"Don't fox yourself to think so. Your children haven't any use for their father and never will have. He's done for himself with them—all but Auna—and when she's old enough to see the sense of it, no doubt she will."
"Jeremy's right," said Jane. "You mustn't think that, Margery. The boys and Avis always did care a lot more for you than their father. They never hit it, and you knew it, if Jacob did not."
"He knew it very well; but it didn't alter his feeling for them. He'll do the right thing by all of them, however they treat him," argued the other.
"You may think so, but John Henry's a great fool for turning his father down as he does all the same," declared her brother. "The man's not made of patience, and as to justice, the less we say about justice the better, when we think of you and look at you now."
"I've told John Henry to see his father; I've told him half a dozen times on the quiet," said Margery. "For his own sake he should."
Elsewhere, by a coincidence, this very thing that they desired was happening, for John Henry had met Jacob's ancient friend and been firmly directed to pay his injured parent a visit. He obeyed, being the more inclined to do so for private ends; and while Bullstone first felt satisfaction at the visit, his pleasure presently waned, since it became apparent that not concern for his father alone had brought John Henry.
He hoped that Jacob was better; but this was not what interested him.
"'Tis a very good thing you weren't killed," he said, "and I expect you'll have the law of that lunatic and win this time. He didn't ought to be at large, for he's cunning and wicked. He may do something like this again and bring it off next time."

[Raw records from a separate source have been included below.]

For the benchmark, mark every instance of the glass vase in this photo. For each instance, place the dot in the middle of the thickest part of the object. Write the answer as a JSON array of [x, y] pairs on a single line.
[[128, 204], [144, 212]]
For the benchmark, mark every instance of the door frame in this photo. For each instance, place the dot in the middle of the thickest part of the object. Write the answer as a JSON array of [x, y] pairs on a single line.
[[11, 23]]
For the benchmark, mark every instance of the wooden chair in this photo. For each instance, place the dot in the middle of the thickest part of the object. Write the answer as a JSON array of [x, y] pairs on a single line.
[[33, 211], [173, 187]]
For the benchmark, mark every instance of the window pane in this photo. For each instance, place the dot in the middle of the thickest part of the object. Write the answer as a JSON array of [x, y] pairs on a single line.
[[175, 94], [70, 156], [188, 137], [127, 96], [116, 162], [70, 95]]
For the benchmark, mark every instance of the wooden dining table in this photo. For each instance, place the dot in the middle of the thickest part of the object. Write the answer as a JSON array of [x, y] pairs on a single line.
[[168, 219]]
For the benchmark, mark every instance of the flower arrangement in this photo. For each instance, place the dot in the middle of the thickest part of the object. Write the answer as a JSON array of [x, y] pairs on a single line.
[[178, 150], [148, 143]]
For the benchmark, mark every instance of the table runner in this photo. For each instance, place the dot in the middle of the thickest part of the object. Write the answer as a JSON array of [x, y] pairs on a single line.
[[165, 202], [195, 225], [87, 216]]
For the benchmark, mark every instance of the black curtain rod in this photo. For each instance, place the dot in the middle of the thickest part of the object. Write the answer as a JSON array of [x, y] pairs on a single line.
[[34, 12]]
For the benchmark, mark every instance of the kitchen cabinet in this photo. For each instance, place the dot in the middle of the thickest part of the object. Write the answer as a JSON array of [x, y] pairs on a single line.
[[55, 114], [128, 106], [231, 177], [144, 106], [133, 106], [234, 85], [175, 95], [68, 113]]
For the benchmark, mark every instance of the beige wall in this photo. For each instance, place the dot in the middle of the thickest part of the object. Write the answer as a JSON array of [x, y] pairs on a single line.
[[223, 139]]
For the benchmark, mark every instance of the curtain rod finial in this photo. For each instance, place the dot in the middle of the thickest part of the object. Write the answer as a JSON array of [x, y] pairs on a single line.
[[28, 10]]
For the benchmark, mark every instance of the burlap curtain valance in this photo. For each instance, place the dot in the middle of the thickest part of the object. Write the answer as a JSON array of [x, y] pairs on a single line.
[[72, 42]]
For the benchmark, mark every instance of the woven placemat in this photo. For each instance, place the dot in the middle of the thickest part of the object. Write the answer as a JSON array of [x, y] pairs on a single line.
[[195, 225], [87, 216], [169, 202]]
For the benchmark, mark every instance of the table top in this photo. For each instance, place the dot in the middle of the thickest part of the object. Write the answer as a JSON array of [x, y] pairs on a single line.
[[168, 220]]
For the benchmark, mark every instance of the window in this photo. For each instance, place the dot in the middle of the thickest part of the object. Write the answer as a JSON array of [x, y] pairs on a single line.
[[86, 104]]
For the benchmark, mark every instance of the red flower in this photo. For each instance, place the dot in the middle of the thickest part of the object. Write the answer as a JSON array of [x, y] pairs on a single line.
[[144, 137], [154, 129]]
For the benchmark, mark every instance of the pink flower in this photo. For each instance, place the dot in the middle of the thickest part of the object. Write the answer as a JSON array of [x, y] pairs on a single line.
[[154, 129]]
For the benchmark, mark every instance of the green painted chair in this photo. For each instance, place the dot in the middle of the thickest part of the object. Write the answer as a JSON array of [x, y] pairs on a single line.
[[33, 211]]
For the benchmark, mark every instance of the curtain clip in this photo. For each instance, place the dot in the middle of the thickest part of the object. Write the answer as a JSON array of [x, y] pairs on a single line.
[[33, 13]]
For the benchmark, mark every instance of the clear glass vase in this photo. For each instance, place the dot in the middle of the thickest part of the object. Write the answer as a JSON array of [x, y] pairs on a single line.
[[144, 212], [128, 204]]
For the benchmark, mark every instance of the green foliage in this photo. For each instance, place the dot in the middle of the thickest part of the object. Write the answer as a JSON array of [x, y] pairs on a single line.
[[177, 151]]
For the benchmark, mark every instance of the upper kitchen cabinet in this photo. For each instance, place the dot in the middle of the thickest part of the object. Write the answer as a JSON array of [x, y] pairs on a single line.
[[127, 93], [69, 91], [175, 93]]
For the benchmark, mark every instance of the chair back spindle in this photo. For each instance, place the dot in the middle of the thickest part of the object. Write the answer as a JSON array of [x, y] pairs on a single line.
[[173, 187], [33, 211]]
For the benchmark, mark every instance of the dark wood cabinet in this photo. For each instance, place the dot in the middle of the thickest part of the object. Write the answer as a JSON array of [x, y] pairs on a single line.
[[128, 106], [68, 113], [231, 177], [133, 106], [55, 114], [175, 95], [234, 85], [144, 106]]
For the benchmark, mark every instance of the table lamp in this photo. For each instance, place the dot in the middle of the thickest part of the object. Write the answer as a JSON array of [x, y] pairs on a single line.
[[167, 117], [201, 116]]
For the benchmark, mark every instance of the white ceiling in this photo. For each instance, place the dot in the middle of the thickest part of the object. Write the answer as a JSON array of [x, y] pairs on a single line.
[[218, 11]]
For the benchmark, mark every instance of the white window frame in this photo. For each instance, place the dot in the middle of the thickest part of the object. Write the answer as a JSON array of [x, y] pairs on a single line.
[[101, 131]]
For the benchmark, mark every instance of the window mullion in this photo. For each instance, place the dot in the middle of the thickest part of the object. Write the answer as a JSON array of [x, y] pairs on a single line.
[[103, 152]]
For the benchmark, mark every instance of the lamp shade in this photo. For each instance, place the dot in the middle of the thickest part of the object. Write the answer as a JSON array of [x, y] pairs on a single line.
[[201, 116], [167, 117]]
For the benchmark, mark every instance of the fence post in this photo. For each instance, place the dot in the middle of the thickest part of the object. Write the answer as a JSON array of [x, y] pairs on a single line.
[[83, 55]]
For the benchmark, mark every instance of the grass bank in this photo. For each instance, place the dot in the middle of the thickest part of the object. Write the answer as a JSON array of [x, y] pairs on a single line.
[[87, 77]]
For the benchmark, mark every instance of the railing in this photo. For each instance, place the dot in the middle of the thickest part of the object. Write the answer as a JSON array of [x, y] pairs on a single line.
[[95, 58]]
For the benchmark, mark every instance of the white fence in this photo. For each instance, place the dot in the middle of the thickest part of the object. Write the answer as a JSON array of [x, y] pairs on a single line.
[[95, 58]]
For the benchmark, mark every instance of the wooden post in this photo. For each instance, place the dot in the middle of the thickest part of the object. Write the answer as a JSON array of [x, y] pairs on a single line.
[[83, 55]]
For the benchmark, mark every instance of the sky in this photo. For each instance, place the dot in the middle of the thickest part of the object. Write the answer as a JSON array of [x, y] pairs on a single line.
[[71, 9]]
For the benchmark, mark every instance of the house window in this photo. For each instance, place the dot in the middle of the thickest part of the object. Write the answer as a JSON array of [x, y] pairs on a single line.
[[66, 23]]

"I've gone through all that with Adam Winter, his brother. You needn't trouble on that score. It's all part and parcel of other things, and there's no fear that Samuel would assault anybody but me. I've told his brother that I won't take any step in the matter, or have him put away. He's not the only one who has been revenged against me, John Henry. At any rate he did it openly."
"It's all very wretched and I'm sick of the subject, and I wish it could be dropped," said his son; "and it's a thousand pities that you can't go farther off from Brent, or else mother can't be took away out of it. There's a talk of her going to Uncle Lawrence, and it would be a blessing if she did, for she's growing to a thread-paper and getting as weak as a rabbit. Of course you can't go, I suppose; but she might, and they ought to take her."